Vogue 1635 drew me in because of both the neckline and the zipper design detail. I knew I’d make it in some kind of a knit. Thus the clean finish―absolutely no visible stitching―was interesting. Most knit patterns have topstitching and machine-stitched hems, which is fine if that’s the look you want. I thought a clean finish might be nice for a change.

I ordered this “jogging fleece” (although it reads far more like medium weight French terry to me on arrival) online from Fabricville back in early September and put it away for this project. It’s 50% polyester / 50% cotton, so it isn’t quite the yak and wool thing, but it’s soft and comfortable, and I expect far less scratchy!

The design also requires a very long zipper―30 inches to be exact (although you can’t know the precise length until you have it measured to your own arm and shoulder length). It seems that 30-inch zippers in your specific colour requirement are hard to come by, so I ordered a duvet zipper. Problem solved. Well, almost solved. I’ll tell you about the zipper. Stay with me.

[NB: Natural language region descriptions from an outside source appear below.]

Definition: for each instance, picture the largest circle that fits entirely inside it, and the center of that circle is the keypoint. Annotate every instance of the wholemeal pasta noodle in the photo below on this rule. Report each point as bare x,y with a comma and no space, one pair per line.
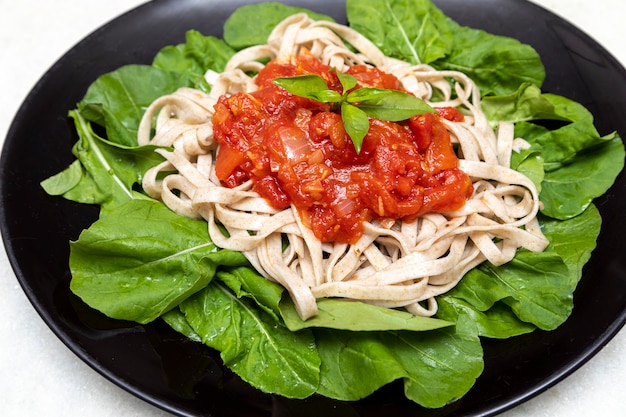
395,264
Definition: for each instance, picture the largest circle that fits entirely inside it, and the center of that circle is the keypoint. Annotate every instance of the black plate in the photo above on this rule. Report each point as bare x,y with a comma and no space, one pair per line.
185,378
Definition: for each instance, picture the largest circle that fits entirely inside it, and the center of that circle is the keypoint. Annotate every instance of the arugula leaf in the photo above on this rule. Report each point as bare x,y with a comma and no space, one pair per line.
411,30
252,344
574,239
194,57
568,191
497,322
437,367
177,321
391,105
251,24
497,64
535,285
142,260
357,316
104,173
119,99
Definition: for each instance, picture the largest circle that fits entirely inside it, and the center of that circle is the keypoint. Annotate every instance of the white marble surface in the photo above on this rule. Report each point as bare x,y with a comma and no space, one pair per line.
39,376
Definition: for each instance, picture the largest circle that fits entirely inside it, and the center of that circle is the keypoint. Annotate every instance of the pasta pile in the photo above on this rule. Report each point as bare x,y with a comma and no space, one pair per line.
395,263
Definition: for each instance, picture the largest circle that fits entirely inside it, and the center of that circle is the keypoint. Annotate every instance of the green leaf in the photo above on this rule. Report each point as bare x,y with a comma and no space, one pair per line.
527,103
356,123
141,260
437,367
348,82
411,30
574,239
537,285
246,282
356,316
308,86
390,105
261,351
497,64
252,24
568,191
122,96
177,321
530,163
104,173
498,322
198,54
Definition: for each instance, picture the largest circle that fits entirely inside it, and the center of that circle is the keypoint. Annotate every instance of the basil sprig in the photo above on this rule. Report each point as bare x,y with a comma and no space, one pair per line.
358,105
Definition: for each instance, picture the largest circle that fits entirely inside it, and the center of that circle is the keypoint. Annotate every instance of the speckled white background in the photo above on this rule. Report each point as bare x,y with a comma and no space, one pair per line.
39,376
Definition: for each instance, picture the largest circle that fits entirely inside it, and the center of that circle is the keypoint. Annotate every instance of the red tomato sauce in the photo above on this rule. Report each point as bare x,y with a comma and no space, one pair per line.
296,152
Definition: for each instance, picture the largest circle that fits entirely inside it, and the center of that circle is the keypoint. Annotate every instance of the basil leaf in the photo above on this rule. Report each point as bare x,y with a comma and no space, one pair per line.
356,123
348,82
308,86
391,105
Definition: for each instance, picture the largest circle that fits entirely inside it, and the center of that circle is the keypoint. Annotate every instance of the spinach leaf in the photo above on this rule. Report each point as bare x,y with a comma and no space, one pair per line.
104,172
252,24
118,100
194,57
142,260
252,344
411,30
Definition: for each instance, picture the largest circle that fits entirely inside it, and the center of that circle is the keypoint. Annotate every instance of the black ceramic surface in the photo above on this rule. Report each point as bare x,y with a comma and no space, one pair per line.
186,378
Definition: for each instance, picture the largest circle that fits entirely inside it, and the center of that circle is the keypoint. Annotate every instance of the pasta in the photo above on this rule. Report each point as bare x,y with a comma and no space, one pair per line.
394,264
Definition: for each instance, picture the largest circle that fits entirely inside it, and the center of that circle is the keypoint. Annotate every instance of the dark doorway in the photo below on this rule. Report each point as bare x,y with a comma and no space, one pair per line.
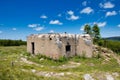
68,48
33,47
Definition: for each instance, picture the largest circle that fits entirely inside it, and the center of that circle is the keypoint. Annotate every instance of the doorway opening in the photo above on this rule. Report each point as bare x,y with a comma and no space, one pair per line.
68,47
33,47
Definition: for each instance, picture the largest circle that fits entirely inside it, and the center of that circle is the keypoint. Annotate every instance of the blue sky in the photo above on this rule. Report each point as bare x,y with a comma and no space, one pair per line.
20,18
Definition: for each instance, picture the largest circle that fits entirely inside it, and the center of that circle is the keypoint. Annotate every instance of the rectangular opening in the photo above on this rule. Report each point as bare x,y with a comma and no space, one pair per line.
33,47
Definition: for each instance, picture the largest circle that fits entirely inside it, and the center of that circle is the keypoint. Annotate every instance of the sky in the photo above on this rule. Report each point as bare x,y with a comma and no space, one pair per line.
20,18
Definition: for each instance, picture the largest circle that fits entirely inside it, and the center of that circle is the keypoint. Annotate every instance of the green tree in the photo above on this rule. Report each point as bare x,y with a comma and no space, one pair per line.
96,33
87,29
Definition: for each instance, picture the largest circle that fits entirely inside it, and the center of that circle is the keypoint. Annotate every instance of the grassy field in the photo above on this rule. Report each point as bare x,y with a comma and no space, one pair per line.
17,64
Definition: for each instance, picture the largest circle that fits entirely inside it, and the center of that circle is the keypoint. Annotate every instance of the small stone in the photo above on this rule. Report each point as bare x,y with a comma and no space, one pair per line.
109,77
115,74
33,70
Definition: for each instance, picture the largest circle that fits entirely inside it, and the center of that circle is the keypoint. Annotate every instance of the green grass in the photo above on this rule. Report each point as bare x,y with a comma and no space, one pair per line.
12,68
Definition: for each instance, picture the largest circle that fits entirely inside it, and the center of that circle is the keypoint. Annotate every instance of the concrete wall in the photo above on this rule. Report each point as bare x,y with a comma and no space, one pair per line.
54,46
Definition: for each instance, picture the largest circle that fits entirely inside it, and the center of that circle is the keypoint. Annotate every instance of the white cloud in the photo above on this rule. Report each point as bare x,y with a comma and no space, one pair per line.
101,24
55,22
119,25
59,15
72,16
39,28
107,5
82,28
43,17
14,29
1,32
111,13
51,31
36,27
33,25
1,24
87,10
70,12
84,3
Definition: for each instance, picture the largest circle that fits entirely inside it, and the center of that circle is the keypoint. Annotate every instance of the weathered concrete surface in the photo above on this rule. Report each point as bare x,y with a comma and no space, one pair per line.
58,45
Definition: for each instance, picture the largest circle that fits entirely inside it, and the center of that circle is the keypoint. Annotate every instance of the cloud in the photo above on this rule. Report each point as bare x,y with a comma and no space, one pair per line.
36,27
107,5
51,31
39,28
1,24
84,3
14,29
70,12
33,25
118,25
72,16
43,17
55,22
101,24
87,10
1,32
59,15
82,27
111,13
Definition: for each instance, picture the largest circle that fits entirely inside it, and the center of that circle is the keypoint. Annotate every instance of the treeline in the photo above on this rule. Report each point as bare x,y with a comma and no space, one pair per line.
7,42
113,45
94,32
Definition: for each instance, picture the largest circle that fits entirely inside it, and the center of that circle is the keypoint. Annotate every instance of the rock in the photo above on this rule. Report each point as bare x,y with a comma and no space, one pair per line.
41,59
61,74
33,70
88,77
68,73
109,77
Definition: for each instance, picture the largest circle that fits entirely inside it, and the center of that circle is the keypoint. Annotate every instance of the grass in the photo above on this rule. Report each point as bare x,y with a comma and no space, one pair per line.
12,68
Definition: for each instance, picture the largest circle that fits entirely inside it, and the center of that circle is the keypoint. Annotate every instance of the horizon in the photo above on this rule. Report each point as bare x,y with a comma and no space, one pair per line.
20,18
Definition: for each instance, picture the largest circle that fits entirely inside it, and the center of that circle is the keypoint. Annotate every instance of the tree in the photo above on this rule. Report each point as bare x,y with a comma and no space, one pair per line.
87,29
96,33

So I began to cut and sew. The pattern is provided entirely as single-sided pieces, so I cut it out in a single layer. Not a problem. The style is simple enough―anyone with any experience sewing with knits ought to be able to accomplish it with good results. I ran into my first snag when I began to work with the zipper. Now, this is a zipper that won’t actually ever be undone all the way down to the end of the sleeve. There is no need for it, and if you look at the photos of the finished product on the envelope, it’s clear that this is a design detail only. It might be nice to open it as far as the shoulder edge for ease of donning the piece. So, it should have been simple enough.

I began by ironing the stay tape to the edges of the split sleeve, then finished the edges. Then I attached the two sides (front and back) to the front and back of the bodice.

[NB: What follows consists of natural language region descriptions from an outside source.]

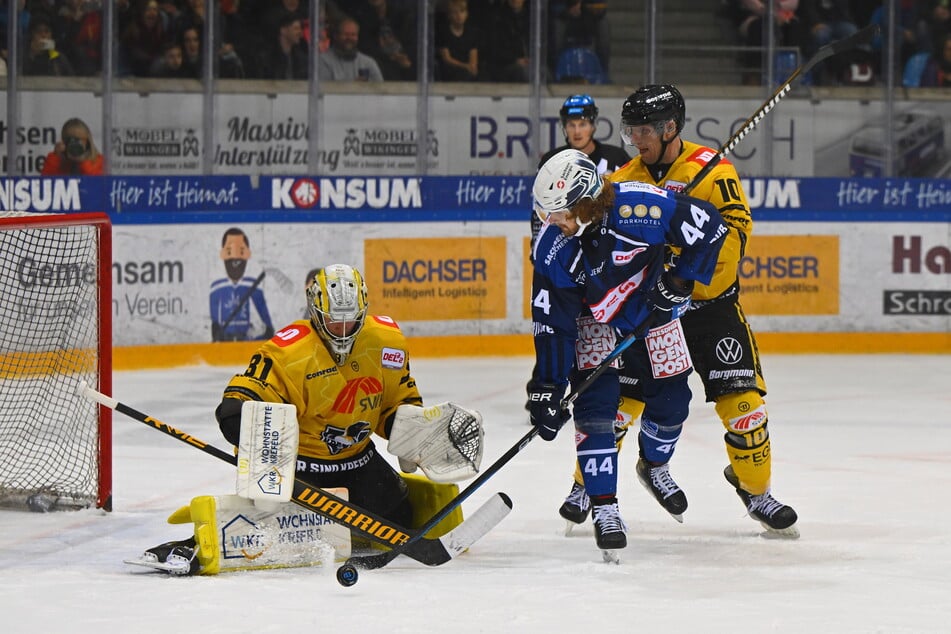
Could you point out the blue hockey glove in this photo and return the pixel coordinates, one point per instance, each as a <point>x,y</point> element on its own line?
<point>668,300</point>
<point>544,409</point>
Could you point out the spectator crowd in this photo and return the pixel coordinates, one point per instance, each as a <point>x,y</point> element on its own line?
<point>922,30</point>
<point>474,40</point>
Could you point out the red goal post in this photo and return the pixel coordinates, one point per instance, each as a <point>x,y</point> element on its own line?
<point>55,332</point>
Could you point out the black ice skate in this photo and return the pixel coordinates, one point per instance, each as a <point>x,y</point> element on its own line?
<point>778,519</point>
<point>658,481</point>
<point>178,558</point>
<point>609,528</point>
<point>577,505</point>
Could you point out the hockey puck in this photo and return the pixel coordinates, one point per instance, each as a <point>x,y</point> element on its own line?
<point>39,503</point>
<point>347,575</point>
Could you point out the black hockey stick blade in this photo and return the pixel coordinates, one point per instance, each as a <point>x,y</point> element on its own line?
<point>863,36</point>
<point>244,300</point>
<point>361,522</point>
<point>859,38</point>
<point>371,562</point>
<point>452,544</point>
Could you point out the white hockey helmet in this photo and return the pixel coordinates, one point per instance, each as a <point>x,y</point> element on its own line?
<point>562,181</point>
<point>337,300</point>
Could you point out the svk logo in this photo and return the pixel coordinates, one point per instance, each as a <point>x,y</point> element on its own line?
<point>729,350</point>
<point>347,400</point>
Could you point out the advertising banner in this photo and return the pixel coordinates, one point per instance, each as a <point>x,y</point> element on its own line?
<point>226,258</point>
<point>267,133</point>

As I read the instructions for putting in this zipper so that the stitching is hidden while the zipper teeth remain exposed (that design detail), I was perplexed. If you look at the instructions, doesn’t it look to you like they expect this to be a separating zipper?

Well, there was nothing on the envelope to suggest this. Notions required: a 30-inch zipper accompanied by a photo of a non-separating zipper. *sigh* Anyway, that was only the first issue, but it was a fixable one.

The second boo-boo I made was not finishing the edges of the shoulder seam before attaching the sleeves. So, out came the seam ripper and a slight detour to the serger. The biggest zipper snafu was yet to come.

I pinned on the zipper to determine the length I needed, then cut it to length. Voila! Not so fast. I cut the closed zipper, which left the zipper pull at the top―attached to the part of the zipper I didn’t need. *slaps head*

I first tried to get the zipper pull to go on the top edge, which naturally didn’t work. My husband came to the rescue with needle-nosed pliers to hold the zipper edges while we did it the right way: putting the zipper pull on from the bottom. That worked. Lesson learned. Open the zipper to below where I want it to end before cutting it!

One of the things I did do right was to fit the sleeve length carefully before starting. I shortened them a half an inch at the tissue paper stage and then tried them on for length before inserting the zipper. Once that sucker is inserted, there’s no going back. The length has to be right.

Since this garment is designed to have a completely clean finish, the hems are hand-stitched. This seems like an oddity for a knit garment, but I fused the hems with hem tape them hand-finished them. I do love how it looks.

I do love the finished product, and with a bit of photo magic courtesy of my talented husband, I can imagine it on a ski slope (something we gave up years ago while standing on the top of Mont Ste. Anne in Quebec with the freezing wind whipping our faces, asking one another, “What the hell are we doing up here when we should be on a beach under a palm tree?”). I can also imagine it in a casual office environment. One piece of hygge-worthy winter clothing done. Now on to the next!